Single by James Taylor

from the album JT
- A-side: "Handy Man"
- Released: 1977
- Genre: Soft rock, Country
- Length: 4:10
- Label: Columbia
- Songwriter: James Taylor
- Producer: Peter Asher

= Bartender's Blues (song) =

1977 song by James Taylor

"Bartender's Blues" is a song written by James Taylor and first released on his 1977 album JT. It was released as the B-side of the lead single from JT, "Handy Man". It has since been covered by George Jones and other artists.

==Recording and composition==
"Bartender's Blues" is Taylor's attempt to stretch into writing country music, which was not the typical genre Taylor wrote in. It was also an attempt to provide a different perspective from the common country music theme of a customer telling his troubles to the bartender. In this song, the bartender gets to narrate his story. The bartender feels trapped and unhappy in his job, and is looking for a "honky tonk angel" to come save him. Allmusic critic Stephen Thomas Erlewine described it as "James Taylor's impression of what life in a honky tonk must be."

Author Aaron A. Fox sees the song as capturing a classic country music metaphor of the bartender who uses his talking skills to "repair social ruptures" but in the process becomes "the very kind of fool he despises, hating his job even as he lights the cigarettes and laughs at the jokes of his customers while watching them fall down on [their] knees." Sue Simmons-McGinity remarks on how the song applies the common country music metaphor of a "honky tonk angel" who has the potential to save her man but unlike in many country songs, in "Bartender's Blues" the angel doesn't "become wife and mother to be helpful."

Linda Ronstadt sings harmony vocals and Dan Dugmore plays pedal steel guitar, while Danny Kortchmar plays guitar.

==Personnel==
- James Taylor – lead vocals, acoustic guitar
- Linda Ronstadt – background vocals
- Danny Kortchmar – guitar
- Dan Dugmore – steel guitar
- Leland Sklar – bass guitar
- Dr. Clarence McDonald – piano
- Russell Kunkel – drums, percussion
- David Campbell – string arrangements, conductor

==Reception==
Allmusic critic Bill Janovitz says of Taylor's performance "Taylor sounds about as convincing in his attempt at straight-country performance as he is as a Nashville songwriter; that is, not very", although he considers it a "commendable effort at writing a genuine country song" that is "beautiful musically", particularly the melody. He also praises Ronstadt's and Dugmore's performances. Taylor himself stated that "I think it's an okay but lightweight song."

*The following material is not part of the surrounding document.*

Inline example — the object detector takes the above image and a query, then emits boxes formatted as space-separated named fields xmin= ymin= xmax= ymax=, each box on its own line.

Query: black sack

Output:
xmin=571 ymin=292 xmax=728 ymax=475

Taylor's version reached #88 on the Billboard Hot Country Songs chart.

==George Jones version==
George Jones covered "Bartender's Blues" which was released as a single in 1977. George also included the song as the title track of his 1978 album Bartender's Blues. James Taylor sang background vocals on this version. Record World said that "this James Taylor tune comes across well with [Jones'] convincing vocals" and that "Billy Sherrill's production work adds the finishing touch." Allmusic critic Stephen Thomas Erlewine calls "Bartender's Blues" the strongest song on the album. Janovitz rates Jones' performance more favorably than Taylor's, saying Jones "shows how it should be done." Janovitz praises Billy Sherrill's production of Jones' rendition, as well as Jones' vocal performance, especially in the "heart-wrenching" final verse. Author Kurt Wolff calls the song a "vocal tour de force."
According to Jones' 1995 memoir I Lived to Tell It All, CBS executive Rick Blackburn first played him Taylor's demo of the song and Jones liked it immediately, remarking, "That guy is trying to sound like me." According to Jones, he recorded his part and the track was sent to Taylor, who overdubbed harmony. However, in the liner notes to the Jones compilation Anniversary - 10 Years of Hits, producer Billy Sherrill stated that he felt George over sang it, asserting that it was a case of "George Jones trying to sound like George Jones..." In a 2006 interview with Billboards Ray Waddell, the singer addressed the comment:

Yeah, I got into it too much, I really did. At the time, that's the way I felt it, but I think I really overdone the phrasing. But I cut it again on one of my latest albums, and I don't do quite as many syllables. I got that part from Lefty [Frizzell]. He always made five syllables out of one damn word.

The song was released during the first week of 1978 and stayed on the Billboard country survey for fourteen weeks, peaking at No. 6. It was Jones' first Top 10 single in two years. It became a live mainstay for Jones and appears on many of his "best of" packages. He cut the song as a duet with Trisha Yearwood for the Bradley Barn Sessions in 1994. Amy Grant covered "Bartender's Blues" on the 2007 tribute album George Jones & Friends: 50th Anniversary Tribute Concert.

==Charts==
James Taylor's recording reached No. 88 on the Billboard Country Singles chart in 1977. George Jones' recording reached No. 6 on the same chart in 1978.